I thought it had been suspiciously quiet recently in terms of managerial sackings and just when I thought clubs were beginning to learn the virtues of patience, the news broke at the weekend that Micky Mellon had lost his job at Fleetwood Town.
For me, it was a rash decision. Micky got the sack after his side were beaten 3-2 by Aldershot Town in the second round of the FA Cup, making it three defeats on the bounce, but overall Fleetwood have made a great start to life in The Football League and to reward the man who won them promotion like that is harsh.
I know expectations at Highbury are sky high at the moment but you have to be careful what you wish for. Whatever finances you've got at your disposal, you've got to learn the ropes in npower League 2 and with Fleetwood in seventh in the table, I'd argue Micky was learning more than quickly enough.

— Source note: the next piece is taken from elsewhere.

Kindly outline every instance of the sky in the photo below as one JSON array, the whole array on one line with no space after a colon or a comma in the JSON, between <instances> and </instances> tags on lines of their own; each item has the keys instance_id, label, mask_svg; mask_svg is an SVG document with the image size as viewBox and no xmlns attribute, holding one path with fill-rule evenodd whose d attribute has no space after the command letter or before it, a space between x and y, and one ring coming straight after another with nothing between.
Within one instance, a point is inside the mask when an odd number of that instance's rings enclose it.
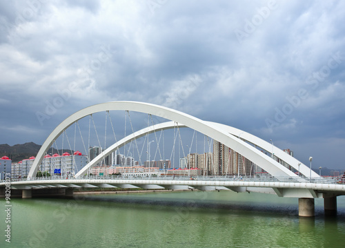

I think two factors cost Micky his job and the first is that level of expectation. It's often a double-edged sword for a manager to find himself at a club with resources because while you welcome the backing, you also know that past achievements suddenly count for less.
The second is how the likes of Crawley have performed recently, going from the Conference to npower League 1 in the space of two seasons. There's nothing wrong trying to emulate that but chairmen have to be aware that such success is the exception to the rule, no matter how much money you spend.
There's also the question of sustainability. When we won two successive promotions at Macclesfield Town in the late 1990s, we were completely out of our depth against the likes of Fulham, Manchester City and Burnley in the Second Division and came straight back down. It was a great journey but because it was so quick, it wasn't one we could maintain.
My point is, Micky was building something at Fleetwood and while a change of manager may bring success and maybe promotion, it's still about the foundations you lay on the journey.
The news from Plymouth Argyle this week is the club are looking to appoint a Director of Football to work with Carl Fletcher. I've still absolutely no idea what the job entails and it'll be interesting to see who is appointed and how it works out.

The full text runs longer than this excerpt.